Particularly useful flags include:
Flag | Function |
---|---|
--checkers N |
Number of file integrity and status checkers to run in parallel. Default is 8 . |
--dry-run |
Outputs which operations will be performed without actually carrying out those operations. |
--low-level-retries N |
Sets the maximum number of retries for failed API-level operations such as reads. Default is 10 . |
--transfers N |
Number of file transfers to run in parallel. Default is 4 . |
--retries N |
Sets the maximum number of retries for failed transfers. Default is 10 . |
--timeout duration |
Sets timeout for blocking network failures. Default is 5m0s . |
For a list of additional flags that might be useful, see
Global Flags
in the Rclone docs. For general information about rclone
, see
Rclone.
Exporting data#
When you terminate an ODC instance or your 1CC reservation ends, all local, non-filesystem data is destroyed. To preserve your data, you should perform regular backups.
Warning
We cannot recover your data once you've terminated your instance. Before terminating an instance, make sure to back up any data that you want to keep.
Tip
Virtual environments can help simplify the backup process by isolating and centralizing your system state into a small set of directories. For details on setting up an isolated virtual environment, see Managing your system environment > Isolating environments on your instance.

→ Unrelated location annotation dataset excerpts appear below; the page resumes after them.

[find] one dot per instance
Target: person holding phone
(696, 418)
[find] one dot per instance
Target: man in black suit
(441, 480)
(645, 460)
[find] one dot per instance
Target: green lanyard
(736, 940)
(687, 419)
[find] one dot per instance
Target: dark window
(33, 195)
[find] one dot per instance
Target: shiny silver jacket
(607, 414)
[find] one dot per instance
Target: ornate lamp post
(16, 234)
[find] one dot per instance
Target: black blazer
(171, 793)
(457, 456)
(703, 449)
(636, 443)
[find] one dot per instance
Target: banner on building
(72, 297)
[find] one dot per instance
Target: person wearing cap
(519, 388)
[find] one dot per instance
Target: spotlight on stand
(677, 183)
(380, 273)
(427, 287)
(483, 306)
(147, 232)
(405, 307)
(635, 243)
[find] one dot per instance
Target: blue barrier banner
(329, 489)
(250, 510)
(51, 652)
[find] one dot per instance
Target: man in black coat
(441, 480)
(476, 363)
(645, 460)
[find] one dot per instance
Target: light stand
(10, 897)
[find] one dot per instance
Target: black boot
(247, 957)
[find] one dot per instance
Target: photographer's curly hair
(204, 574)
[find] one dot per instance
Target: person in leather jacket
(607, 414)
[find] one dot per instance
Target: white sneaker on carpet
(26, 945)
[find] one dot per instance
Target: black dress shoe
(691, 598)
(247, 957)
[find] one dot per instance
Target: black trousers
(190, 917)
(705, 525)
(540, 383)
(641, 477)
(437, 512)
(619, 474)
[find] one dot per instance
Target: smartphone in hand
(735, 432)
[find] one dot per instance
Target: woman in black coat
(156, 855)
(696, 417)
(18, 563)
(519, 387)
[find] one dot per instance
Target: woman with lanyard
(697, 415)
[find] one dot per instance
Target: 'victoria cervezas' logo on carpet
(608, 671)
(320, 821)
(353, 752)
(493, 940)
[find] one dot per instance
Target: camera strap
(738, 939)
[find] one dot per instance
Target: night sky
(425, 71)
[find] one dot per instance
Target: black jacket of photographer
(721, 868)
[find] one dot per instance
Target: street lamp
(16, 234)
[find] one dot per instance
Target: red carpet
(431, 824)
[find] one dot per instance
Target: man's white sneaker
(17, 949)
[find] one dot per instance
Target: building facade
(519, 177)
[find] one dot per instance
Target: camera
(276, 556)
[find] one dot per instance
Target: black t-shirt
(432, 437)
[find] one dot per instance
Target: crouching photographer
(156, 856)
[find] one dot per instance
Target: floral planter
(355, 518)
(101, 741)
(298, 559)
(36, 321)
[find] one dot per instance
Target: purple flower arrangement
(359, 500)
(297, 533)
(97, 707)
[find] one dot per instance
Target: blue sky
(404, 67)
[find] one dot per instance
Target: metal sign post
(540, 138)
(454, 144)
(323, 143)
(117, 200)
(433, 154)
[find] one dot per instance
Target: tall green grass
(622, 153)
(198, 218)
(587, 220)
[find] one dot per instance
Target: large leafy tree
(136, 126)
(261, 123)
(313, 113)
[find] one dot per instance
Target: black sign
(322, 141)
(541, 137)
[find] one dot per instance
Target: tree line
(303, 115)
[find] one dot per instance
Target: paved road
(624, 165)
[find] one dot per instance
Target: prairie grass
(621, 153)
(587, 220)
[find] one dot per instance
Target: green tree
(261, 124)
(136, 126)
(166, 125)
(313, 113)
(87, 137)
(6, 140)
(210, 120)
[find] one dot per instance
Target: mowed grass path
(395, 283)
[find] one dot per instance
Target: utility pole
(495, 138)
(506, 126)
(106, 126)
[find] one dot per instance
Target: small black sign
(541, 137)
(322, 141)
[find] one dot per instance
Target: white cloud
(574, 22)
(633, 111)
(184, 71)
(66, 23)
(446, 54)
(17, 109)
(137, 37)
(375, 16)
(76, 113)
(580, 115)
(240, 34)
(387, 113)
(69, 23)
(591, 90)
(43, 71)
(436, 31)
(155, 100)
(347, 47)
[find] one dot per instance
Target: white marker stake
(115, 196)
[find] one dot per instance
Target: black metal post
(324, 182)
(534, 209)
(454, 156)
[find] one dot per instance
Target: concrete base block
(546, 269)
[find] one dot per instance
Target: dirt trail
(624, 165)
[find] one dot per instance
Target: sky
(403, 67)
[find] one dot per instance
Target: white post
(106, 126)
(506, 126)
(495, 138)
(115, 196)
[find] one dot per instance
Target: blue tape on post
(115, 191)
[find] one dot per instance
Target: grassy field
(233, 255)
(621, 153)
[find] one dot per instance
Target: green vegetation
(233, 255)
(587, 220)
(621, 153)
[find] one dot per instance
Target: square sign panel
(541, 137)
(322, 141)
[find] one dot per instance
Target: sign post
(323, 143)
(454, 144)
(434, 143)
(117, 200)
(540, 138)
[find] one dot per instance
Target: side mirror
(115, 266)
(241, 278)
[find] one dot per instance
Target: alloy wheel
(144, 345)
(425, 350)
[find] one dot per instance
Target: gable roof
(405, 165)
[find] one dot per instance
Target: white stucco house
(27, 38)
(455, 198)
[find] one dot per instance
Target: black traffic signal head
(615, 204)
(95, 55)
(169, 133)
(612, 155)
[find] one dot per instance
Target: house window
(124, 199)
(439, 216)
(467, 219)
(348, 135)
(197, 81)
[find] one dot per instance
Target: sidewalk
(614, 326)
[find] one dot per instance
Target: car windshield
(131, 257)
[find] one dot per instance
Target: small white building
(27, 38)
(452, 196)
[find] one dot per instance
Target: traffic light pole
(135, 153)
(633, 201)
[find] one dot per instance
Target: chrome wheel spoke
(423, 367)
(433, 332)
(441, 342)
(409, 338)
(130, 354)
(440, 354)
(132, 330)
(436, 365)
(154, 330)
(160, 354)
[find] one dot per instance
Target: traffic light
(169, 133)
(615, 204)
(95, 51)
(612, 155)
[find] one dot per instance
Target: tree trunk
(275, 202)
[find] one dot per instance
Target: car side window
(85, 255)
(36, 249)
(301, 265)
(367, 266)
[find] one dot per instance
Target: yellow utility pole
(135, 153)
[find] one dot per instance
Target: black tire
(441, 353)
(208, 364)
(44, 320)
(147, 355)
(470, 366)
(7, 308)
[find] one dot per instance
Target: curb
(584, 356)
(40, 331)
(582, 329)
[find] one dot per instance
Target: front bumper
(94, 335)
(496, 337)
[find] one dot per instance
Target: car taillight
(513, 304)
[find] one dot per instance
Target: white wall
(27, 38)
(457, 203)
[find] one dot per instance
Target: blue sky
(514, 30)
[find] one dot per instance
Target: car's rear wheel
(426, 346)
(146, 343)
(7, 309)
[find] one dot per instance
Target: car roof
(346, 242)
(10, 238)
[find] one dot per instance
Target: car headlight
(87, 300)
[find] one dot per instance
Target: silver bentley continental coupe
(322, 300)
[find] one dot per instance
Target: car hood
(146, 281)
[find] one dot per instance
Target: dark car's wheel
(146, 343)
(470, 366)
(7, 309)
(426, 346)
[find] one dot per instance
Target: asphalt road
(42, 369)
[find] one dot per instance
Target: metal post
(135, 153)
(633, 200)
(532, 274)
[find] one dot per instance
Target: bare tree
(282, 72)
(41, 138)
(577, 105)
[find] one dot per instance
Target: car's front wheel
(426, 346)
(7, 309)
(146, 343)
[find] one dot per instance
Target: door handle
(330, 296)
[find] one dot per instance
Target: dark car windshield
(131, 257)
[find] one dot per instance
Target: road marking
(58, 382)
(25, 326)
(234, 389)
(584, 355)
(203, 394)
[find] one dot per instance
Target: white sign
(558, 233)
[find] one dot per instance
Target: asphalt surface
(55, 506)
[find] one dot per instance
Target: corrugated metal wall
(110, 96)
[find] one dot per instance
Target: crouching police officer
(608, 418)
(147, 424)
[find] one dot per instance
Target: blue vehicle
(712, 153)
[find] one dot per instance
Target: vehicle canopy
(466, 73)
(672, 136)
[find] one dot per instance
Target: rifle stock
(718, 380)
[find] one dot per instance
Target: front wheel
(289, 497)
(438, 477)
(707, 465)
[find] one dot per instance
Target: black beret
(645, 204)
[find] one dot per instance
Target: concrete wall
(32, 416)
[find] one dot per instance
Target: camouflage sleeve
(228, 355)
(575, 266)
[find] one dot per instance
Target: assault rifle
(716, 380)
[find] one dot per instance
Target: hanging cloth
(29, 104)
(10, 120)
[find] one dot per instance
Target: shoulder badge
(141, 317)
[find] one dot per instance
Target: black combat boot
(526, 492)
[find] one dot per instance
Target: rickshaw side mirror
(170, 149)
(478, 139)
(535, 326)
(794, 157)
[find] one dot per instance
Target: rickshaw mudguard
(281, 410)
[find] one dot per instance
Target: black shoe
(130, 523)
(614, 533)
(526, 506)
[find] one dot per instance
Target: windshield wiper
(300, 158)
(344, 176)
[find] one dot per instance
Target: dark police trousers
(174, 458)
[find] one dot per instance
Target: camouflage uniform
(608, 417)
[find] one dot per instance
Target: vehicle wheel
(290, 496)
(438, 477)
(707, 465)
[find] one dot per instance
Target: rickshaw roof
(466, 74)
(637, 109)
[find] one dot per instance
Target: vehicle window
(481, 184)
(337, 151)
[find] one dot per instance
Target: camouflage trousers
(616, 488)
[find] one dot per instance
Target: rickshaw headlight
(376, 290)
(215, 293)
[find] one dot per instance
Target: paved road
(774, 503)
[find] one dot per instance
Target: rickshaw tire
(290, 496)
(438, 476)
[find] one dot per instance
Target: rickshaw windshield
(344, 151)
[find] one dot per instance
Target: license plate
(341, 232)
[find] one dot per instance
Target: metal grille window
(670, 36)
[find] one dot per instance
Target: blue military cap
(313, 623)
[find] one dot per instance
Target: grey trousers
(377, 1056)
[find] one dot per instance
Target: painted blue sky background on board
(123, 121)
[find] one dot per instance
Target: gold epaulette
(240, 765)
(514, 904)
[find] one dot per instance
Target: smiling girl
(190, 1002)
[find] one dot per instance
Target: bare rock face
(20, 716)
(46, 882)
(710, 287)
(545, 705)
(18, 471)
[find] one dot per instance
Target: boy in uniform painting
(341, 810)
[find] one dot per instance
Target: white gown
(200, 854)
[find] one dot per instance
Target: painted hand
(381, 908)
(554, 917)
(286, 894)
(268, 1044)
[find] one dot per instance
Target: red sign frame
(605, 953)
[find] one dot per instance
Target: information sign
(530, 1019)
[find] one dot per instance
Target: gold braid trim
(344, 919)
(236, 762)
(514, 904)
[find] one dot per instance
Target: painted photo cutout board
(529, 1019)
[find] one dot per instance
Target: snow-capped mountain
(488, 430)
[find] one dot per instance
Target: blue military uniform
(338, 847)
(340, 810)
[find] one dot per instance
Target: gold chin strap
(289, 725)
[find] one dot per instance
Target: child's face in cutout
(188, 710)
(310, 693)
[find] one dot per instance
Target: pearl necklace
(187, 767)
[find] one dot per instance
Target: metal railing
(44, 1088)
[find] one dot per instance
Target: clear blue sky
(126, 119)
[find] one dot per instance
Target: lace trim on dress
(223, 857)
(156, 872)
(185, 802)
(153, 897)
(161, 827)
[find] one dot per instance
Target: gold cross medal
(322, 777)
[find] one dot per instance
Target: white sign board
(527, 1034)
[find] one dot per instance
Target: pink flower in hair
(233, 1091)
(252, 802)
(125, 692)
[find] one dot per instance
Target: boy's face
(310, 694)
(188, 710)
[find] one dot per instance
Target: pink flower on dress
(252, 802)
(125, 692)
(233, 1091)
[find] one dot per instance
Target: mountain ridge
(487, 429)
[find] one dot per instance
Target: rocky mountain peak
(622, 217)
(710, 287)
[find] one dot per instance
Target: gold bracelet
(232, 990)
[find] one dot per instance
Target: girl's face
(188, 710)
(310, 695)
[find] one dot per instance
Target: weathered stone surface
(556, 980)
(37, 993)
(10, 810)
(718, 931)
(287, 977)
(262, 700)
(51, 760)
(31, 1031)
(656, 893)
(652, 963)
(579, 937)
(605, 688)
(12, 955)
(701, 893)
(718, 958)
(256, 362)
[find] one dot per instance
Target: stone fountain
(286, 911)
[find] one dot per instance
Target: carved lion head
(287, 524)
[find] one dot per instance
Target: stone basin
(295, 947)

Backing up data to a Lambda filesystem#
You can persist your data on Lambda Cloud by backing the data up to an attached filesystem. In the default configuration, your Lambda filesystem is mounted in the following location:
Important
To back up to a filesystem, the filesystem must be attached to your instance before you start your instance. You can't attach a filesystem to your instance after you start your instance.
Backing up data to S3-compatible object storage#
If you'd prefer to back up your data to an S3-compatible object storage service, you can use the same tools and commands outlined in the Importing data from S3 or S3-compatible object storage section. Instead of copying data from an S3-compatible bucket into your Lambda instance or node, you copy your data from the instance or node into your bucket.